Rare: renal failure, oliguria, urinary retention, acute renal failure, glomerulonephritis, pyelonephritis.
Reproductive system and breast disorders
Common: erectile dysfunction, impotence.
Uncommon: sexual dysfunction, ejaculation delay, dysmenorrhea, breast pain, leukorrhea, menorrhagia, metrorrhagia.
Rare: amenorrhea, galactorrhea, breast enlargement, gynecomastia, cervicitis, balanitis, epididymitis.
General disorders and administration site conditions
Common: peripheral edema, edema, gait disturbance, falls, feeling of intoxication, unusual sensations, fatigue.
Uncommon: generalized edema, facial swelling, chest tightness, pain, increased body temperature, thirst, chills, malaise, weakness, abscess, cellulitis, photosensitivity reactions.
Rare: granuloma, self-injury, retroperitoneal fibrosis, shock.
Investigations
Common: weight gain.
Uncommon: increased blood creatine phosphokinase, increased blood glucose, decreased platelet count, increased blood creatinine, decreased blood potassium, weight loss.
Rare: decreased blood leukocyte count.
*Elevated alanine aminotransferase, elevated aspartate aminotransferase.
Withdrawal symptoms have been observed in some patients following discontinuation of short- or long-term pregabalin treatment.
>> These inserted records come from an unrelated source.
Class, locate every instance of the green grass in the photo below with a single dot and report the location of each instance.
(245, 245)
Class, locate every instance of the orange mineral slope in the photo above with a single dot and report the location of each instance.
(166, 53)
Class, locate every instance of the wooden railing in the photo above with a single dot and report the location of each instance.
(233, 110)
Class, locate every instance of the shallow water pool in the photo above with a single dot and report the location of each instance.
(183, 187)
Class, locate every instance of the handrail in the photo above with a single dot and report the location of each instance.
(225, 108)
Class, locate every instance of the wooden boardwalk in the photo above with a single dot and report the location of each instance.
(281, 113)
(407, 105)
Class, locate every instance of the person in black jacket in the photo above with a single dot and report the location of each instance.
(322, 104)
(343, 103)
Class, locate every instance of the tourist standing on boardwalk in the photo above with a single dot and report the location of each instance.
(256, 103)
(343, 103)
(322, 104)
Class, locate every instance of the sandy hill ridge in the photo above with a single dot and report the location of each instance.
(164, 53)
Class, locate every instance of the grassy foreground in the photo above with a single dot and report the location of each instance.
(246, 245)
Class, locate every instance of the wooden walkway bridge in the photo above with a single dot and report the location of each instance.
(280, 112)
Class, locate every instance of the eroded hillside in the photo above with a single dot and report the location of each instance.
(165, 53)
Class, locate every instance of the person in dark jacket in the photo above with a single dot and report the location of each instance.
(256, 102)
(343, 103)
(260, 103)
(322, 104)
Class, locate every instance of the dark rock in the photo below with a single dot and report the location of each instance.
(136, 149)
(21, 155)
Reported events include: insomnia, headache, nausea, anxiety, diarrhea, flu-like symptoms, convulsions, restlessness, depression, suicidal thoughts, pain, hyperhidrosis, and dizziness. This information should be communicated to the patient prior to initiating treatment.
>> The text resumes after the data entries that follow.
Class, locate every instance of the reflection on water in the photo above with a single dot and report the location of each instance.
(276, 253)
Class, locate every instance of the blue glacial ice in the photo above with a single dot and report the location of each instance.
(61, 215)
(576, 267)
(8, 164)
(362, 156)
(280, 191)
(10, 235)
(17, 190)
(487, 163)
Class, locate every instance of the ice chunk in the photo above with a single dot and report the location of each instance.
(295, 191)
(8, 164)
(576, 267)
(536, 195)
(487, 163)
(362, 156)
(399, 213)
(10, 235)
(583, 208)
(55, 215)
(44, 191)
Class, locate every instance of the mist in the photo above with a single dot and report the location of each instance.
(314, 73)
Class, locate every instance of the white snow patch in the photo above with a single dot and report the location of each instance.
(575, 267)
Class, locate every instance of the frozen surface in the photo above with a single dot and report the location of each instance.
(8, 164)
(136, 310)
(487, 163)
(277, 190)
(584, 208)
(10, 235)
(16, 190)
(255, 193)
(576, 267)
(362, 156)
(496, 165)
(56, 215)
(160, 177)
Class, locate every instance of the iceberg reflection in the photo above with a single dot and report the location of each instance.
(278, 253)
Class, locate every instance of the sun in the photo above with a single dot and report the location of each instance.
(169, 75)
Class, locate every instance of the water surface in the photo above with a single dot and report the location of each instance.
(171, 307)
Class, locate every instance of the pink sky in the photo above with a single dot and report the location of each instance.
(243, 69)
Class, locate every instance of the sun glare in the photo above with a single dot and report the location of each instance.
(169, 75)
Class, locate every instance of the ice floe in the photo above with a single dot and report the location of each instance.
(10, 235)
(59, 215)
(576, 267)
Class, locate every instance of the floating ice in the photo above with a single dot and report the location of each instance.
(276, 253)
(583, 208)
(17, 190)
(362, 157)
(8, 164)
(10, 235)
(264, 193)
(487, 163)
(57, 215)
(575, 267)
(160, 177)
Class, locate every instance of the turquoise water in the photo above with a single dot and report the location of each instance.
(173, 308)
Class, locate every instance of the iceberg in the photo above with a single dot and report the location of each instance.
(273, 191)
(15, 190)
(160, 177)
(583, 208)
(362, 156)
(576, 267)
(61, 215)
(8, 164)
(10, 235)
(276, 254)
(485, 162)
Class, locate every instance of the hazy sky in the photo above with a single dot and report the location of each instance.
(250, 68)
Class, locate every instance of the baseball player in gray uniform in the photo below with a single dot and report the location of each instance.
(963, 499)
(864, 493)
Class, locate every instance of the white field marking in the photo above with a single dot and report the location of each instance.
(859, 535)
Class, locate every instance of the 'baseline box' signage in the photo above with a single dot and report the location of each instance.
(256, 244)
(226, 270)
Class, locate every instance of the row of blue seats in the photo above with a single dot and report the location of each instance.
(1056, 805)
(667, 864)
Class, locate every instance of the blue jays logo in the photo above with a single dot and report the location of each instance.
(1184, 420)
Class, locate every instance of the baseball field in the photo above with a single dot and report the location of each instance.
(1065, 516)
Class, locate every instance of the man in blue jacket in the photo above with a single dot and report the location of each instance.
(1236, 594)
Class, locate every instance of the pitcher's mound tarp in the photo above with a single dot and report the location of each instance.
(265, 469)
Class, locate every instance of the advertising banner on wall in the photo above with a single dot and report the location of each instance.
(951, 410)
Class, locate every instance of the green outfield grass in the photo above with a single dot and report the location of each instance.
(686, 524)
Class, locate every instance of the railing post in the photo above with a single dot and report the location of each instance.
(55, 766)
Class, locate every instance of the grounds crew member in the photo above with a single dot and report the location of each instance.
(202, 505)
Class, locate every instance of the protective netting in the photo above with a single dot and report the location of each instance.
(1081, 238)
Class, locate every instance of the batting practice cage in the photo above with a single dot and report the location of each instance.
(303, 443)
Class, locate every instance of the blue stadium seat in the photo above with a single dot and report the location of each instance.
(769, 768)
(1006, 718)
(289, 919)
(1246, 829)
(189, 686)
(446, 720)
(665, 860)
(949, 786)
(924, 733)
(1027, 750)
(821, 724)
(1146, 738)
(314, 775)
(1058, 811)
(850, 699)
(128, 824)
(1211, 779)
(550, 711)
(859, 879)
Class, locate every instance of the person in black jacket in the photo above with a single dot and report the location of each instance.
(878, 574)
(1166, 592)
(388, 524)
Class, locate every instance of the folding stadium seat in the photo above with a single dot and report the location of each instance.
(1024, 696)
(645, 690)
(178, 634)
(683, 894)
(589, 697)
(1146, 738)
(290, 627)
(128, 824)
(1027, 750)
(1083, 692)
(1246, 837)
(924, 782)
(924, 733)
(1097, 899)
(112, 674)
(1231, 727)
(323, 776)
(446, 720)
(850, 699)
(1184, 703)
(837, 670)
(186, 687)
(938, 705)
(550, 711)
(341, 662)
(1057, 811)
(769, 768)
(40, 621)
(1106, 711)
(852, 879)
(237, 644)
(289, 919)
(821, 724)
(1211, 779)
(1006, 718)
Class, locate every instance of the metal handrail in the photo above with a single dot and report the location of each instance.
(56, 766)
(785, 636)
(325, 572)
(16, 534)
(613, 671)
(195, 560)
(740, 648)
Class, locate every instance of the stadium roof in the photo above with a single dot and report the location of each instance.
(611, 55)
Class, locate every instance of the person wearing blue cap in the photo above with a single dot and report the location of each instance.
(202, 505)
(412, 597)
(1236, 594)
Data on pregabalin discontinuation after prolonged use suggest that the frequency and severity of withdrawal symptoms may be dose-dependent.
Reporting of suspected adverse reactions
Reporting suspected adverse reactions after a medicinal product is authorized is important. It allows continued monitoring of the benefit-risk balance of the medicinal product. Healthcare professionals and patients are encouraged to report any suspected adverse reactions and lack of efficacy via the automated pharmacovigilance information system at: https://aisf.dec.gov.ua/.
Shelf life. 2 years.
Storage conditions.
Store in the original packaging at a temperature not exceeding 30 °C.
Keep out of reach and sight of children.
Packaging.
75 mg: 10 capsules in a blister; 3 blisters in a cardboard pack.
150 mg: 4 capsules in a blister; 3 blisters in a cardboard pack; 10 capsules in a blister; 3 blisters in a cardboard pack.
Prescription status. Prescription only.
Manufacturer.
Torrent Pharmaceuticals Ltd.
Manufacturer's address and site of operation.
Indrad Plant, Vill. Indrad, Taluka Kadi, Dist. Mehsana, Gujarat 382721, India.